While fire doors have to be effective at resisting the extreme heat of fires, they also need to provide effective insulation from the cold. Their ability to retain internal warmth is expressed as a U-value. This shows how much heat (in Watts) flows through each square metre of doorset, for every degree Kelvin of difference between inside and outside temperatures (or, in mathematical terms, W/ m2K). The lower the U-Value the better, as it means more heat is retained within the building – good for the environment and good for energy bills! Thermal testing must be done by a UKAS approved laboratory in accordance with BS EN 10077-1.

Test 6

Fire doors also have to be able to withstand the elements, especially when opening directly on to the exterior of buildings. Rain and wind should not affect their performance, nor should they allow draughts. These facets of performance are tested, by UKAS approved labs, under BS6375-1 or BS EN 14351-1 and some other standards. For example, a door’s watertightness is measured under BS EN 1027, which involves spraying a door using gradually increasing volumes of water and air pressure until the designated failure point – basically any water other than caused by condensation being found on the reverse side – is reached.

Test 7

Secured by Design (SBD) was set up by the UK Police Service in 1989, initially to reduce crime by improving the physical security of buildings. Since then, its remit has extended so that the SBD scheme now looks at a broad range of factors relating to public safety and security. Products – such as fire doors – that reach the required standards are accredited by SBD, and companies making these products can become members of the SBD scheme (Solidcor is a member company). Although not part of the regulatory testing regime, SBD provides an independent mark of quality, and bases many of its requirements for products on specific legal standards having been achieved.


The testing process

With each of the different tests described, it is important to remember that what is being tested is a doorset, not just a door panel. Building Regulations define a fire doorset as ‘a complete door assembly, assembled on site or delivered as a completed assembly, consisting of the door frame, leaf or leaves, essential hardware, edge seals and glazing, and any integral side panels or fanlight panels in an associated door screen.’

Fire doorsets are tested by first defining the doorset – its complete specification – then conducting the tests described above. This produces primary test evidence from which approved uses (or Direct Applications) are derived. However, the almost infinite variations in doorsets make it impossible for certification to be based solely on direct test results. Instead, UKAS-approved certification companies examine the specification and test results and assess what variations on the specification of the tested doorset – for example, an increase in the amount of glazing, or a change in the fittings – are permissible for the test results to retain validity.
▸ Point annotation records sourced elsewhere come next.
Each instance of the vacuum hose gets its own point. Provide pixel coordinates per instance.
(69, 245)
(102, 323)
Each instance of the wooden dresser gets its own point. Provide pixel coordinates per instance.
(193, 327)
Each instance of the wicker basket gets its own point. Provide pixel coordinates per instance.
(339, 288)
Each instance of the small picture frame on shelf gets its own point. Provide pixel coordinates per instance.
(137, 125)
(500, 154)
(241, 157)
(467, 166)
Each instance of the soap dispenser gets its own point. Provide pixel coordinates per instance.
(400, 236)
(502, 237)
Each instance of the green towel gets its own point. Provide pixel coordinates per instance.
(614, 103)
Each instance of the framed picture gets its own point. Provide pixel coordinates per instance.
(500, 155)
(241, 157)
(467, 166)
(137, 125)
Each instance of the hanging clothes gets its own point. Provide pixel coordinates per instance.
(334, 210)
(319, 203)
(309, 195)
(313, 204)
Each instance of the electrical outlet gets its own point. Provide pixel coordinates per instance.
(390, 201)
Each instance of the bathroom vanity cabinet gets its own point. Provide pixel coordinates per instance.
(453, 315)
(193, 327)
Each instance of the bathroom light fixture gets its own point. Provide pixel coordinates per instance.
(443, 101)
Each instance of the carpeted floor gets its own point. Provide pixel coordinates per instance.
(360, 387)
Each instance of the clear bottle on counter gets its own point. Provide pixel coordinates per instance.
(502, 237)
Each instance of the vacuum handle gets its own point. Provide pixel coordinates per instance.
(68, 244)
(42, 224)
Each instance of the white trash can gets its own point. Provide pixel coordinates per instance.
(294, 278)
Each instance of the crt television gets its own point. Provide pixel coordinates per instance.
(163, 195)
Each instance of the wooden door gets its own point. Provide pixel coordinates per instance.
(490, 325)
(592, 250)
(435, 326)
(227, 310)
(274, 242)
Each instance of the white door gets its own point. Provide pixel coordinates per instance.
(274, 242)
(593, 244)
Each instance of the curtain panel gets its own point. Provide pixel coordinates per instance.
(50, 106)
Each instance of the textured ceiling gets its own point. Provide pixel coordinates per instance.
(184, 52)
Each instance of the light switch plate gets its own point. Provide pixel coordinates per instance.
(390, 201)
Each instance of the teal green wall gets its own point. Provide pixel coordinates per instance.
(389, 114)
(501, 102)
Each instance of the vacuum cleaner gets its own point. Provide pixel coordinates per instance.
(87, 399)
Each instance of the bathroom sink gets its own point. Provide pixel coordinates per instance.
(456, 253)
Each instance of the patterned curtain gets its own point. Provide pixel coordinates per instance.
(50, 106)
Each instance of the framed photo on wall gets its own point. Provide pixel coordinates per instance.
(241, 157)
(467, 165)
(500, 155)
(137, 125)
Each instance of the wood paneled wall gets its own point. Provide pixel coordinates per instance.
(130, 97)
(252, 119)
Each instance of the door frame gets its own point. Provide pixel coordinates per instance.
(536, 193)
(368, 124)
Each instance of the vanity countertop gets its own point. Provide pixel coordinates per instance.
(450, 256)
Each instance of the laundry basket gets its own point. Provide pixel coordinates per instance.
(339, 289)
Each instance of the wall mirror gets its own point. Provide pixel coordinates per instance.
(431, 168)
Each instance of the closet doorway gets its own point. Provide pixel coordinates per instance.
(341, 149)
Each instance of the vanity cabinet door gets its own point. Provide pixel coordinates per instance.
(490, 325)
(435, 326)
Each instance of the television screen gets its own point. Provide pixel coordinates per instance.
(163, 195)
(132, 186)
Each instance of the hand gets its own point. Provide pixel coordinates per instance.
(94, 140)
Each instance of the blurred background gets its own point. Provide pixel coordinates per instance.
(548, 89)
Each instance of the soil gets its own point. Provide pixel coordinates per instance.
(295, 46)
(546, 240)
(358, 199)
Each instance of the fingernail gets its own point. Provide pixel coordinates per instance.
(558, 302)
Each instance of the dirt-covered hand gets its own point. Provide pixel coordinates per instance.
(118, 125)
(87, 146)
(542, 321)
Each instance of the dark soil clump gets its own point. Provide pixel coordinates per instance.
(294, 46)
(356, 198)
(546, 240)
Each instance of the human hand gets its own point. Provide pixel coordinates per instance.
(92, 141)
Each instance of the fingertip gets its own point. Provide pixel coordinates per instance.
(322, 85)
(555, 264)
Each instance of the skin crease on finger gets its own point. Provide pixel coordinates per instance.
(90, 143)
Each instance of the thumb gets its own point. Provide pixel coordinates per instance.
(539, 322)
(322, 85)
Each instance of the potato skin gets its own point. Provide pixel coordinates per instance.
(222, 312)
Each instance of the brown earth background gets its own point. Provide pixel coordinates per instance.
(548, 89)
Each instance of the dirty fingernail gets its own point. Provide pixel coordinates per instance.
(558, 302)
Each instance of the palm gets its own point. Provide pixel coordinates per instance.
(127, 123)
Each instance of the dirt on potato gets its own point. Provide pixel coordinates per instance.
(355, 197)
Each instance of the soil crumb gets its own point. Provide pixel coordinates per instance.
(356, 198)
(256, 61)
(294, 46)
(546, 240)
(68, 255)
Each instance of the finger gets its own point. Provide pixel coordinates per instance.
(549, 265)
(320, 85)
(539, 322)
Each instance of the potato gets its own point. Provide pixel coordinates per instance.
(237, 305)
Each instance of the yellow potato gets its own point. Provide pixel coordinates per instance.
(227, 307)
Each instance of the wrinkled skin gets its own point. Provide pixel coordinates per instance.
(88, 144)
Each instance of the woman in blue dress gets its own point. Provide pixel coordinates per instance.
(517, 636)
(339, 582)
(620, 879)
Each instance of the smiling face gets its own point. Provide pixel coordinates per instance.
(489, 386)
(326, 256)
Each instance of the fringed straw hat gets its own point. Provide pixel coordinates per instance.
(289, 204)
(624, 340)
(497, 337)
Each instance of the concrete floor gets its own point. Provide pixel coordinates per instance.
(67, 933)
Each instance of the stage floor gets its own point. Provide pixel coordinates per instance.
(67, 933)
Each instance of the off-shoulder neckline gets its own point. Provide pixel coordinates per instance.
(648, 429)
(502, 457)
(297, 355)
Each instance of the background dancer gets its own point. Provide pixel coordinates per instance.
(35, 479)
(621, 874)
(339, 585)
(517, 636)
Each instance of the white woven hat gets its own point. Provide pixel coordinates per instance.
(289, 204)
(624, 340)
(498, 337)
These variations are known as Extended Applications (EXAPs) and the resulting range of approved variations from the original doorset specification is known as a Field of Application.

Note that the integrity of the overall testing regime is protected not only through just UKAS-approved laboratories being allowed to determine the Extended Applications, but also by them being allowed to extend them only within ranges set by the relevant testing standards.



Although we have only scratched the surface of how doors are tested to destruction – literally in many cases – we hope we have demonstrated how these seven areas of testing combine to provide reassurance that doors are fit to meet all of the challenges thrown at them. The tests are conducted to vigorous standards, and carried out or assessed by independent experts who themselves are under the oversight of a body, UKAS, that exists solely to ensure the continuing integrity of the testing system. Architects, building owners and occupants can all be confident that front entrance doors meeting the test standards deliver safety and security.